Inevitably, automatic messages get turned into tickets. Deleting these is busywork and should be easy to automate using title matching. A more advanced helpdesk may even include automatic detection of bounces and automated messages to make it even easier to set up the automation.
4. Answer tickets before they're created.
Any modern helpdesk software platform will offer a ticket deflection feature, which shows customers suggested solutions based on their query.
This requires some investment of time to build up your Knowledgebase, but even a few hours spent writing up answers to your top 10 most common questions will quickly pay off.
5. Hand out tickets evenly.
How do you decide which agent takes which ticket? Sometimes the ticket properties will tell you that it needs to be passed to a certain agent or team (automatically, of course), but what if this isn't possible?

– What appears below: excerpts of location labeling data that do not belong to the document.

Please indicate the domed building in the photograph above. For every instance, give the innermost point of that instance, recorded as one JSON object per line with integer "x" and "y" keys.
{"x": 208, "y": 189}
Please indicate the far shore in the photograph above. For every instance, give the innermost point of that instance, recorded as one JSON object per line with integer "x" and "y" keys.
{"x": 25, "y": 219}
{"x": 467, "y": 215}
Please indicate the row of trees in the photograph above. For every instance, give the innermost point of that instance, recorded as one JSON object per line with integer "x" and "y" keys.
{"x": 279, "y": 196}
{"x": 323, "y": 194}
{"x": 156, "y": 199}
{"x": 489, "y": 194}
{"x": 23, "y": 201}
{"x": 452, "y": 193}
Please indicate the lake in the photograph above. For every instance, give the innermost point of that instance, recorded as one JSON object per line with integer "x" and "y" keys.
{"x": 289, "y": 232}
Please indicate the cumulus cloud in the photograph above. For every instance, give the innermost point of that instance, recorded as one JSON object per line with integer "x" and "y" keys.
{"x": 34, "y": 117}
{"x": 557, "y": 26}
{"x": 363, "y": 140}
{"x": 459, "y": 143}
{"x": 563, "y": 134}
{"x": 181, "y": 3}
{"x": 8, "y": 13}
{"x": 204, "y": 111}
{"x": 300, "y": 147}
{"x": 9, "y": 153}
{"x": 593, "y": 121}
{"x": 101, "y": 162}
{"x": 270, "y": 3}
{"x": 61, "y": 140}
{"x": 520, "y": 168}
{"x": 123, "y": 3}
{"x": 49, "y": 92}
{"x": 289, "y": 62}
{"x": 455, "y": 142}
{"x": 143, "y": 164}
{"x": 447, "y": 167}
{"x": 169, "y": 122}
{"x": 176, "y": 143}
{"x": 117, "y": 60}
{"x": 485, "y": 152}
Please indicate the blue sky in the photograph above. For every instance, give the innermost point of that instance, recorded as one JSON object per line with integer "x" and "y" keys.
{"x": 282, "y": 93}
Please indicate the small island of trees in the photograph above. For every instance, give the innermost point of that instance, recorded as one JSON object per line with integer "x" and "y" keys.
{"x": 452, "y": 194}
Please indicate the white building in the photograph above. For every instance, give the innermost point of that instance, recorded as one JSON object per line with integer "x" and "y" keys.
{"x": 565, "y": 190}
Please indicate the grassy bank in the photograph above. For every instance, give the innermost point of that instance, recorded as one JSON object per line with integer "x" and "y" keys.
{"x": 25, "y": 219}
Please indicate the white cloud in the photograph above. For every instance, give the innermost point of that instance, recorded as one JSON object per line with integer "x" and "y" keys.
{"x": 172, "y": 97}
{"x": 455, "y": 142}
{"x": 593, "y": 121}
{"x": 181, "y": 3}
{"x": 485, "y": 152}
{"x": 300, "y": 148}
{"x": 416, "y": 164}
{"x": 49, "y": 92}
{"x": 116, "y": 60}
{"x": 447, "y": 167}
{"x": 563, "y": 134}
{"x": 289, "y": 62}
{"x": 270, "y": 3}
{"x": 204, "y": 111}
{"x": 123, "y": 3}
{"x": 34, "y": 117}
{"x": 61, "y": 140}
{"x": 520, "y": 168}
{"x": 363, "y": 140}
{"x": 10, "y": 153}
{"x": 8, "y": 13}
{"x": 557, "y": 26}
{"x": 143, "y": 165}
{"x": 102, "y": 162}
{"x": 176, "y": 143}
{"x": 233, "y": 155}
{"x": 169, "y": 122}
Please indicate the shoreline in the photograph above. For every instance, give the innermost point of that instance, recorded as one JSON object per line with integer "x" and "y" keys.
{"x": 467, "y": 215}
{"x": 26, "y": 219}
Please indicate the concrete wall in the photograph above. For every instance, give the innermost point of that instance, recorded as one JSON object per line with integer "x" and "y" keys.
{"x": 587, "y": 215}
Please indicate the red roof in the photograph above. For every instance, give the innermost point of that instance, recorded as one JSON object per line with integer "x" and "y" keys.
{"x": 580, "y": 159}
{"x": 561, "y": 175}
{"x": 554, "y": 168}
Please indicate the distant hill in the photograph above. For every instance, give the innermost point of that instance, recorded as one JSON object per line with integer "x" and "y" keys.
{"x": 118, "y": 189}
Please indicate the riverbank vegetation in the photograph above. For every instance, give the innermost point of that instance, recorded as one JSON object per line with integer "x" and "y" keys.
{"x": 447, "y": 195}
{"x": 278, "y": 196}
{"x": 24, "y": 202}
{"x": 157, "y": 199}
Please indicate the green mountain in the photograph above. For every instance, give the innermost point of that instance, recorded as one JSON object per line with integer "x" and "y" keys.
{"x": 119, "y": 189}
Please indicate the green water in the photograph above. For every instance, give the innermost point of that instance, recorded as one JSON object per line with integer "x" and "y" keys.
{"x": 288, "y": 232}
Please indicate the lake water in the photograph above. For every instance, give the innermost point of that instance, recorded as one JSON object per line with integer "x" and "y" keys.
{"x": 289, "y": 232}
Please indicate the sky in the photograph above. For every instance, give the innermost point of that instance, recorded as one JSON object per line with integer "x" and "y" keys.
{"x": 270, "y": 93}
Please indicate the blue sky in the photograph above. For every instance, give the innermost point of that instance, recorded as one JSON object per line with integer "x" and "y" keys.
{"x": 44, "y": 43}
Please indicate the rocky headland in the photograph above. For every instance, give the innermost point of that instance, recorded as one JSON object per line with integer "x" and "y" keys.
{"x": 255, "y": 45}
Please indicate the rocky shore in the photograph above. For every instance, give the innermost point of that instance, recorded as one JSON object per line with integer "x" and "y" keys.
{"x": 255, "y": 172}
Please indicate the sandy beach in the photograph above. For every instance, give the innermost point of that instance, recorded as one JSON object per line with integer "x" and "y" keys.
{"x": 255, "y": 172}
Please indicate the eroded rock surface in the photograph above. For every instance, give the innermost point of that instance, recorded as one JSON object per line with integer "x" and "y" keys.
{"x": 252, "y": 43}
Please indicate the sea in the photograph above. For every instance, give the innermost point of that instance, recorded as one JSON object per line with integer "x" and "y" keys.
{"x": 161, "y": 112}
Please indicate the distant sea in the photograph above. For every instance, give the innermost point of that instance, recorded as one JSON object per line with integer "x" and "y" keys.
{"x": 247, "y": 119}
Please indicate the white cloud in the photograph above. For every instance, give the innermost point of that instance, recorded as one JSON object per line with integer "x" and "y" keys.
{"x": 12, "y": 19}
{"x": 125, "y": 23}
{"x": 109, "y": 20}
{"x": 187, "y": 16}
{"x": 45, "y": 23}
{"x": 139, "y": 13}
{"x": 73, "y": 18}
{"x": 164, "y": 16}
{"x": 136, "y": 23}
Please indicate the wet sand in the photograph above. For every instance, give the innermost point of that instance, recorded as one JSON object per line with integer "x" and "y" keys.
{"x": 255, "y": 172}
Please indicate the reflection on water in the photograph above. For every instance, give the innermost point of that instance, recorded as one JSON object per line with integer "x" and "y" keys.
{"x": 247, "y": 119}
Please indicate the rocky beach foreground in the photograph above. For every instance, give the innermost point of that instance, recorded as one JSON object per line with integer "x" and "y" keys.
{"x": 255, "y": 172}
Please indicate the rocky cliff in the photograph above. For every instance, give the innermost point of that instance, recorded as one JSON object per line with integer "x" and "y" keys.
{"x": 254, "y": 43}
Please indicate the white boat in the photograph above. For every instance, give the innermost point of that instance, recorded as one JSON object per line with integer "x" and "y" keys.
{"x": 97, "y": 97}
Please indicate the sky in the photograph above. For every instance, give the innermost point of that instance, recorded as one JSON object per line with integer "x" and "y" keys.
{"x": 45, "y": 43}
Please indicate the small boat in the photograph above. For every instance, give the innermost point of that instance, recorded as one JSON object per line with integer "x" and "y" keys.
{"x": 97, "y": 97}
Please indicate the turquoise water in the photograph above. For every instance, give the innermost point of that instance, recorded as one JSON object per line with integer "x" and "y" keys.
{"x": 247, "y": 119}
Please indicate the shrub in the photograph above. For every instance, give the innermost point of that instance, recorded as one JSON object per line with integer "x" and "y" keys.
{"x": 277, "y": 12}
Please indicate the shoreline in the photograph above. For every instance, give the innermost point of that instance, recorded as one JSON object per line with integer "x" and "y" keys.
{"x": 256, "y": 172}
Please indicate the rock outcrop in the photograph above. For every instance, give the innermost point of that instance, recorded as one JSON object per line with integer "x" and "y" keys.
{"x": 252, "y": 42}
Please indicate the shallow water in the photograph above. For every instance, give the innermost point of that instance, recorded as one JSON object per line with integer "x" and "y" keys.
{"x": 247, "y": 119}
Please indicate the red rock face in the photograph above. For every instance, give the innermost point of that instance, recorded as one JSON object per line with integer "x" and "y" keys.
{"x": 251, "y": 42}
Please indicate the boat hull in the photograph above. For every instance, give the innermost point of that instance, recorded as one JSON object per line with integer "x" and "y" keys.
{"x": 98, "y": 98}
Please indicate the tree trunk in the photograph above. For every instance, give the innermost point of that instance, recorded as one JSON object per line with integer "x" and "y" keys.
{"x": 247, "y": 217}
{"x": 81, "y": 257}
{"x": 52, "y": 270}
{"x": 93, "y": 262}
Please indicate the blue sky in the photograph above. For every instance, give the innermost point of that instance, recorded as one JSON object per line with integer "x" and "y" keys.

Either a senior agent can spend time assigning tickets manually, or you can let agents take tickets for themselves, which will naturally tempt them to cherry-pick the easiest problems.
With 'round-robin' automation, you can define a queue of agents, and each new ticket is assigned to the next agent in the queue, until the end is reached and the round robin begins again. The effect is that incoming tickets are handed out evenly and fairly. Agents always have a queue of problems to solve, and don't spend time wondering which one to tackle next.
Rolling out your automation
Always test your automation from the customer's point of view. Be sensitive to email frequency: unless emails are directly related to something the customer just did, space them out to avoid sending a flood of surveys and reminders all on the same day.
Make sure that you send all automated messages with a From: address that goes back into your helpdesk, and let users know they can reply to you if needed.
It's easy to get carried away with the possibilities of automation and over-complicate things. Before you implement an idea, make sure you're addressing a real problem. Even better, get your agents to suggest boring tasks they'd like to automate, and ask customers about gaps in your communication. If you hear the same suggestion from multiple people, you know it's time to get automating.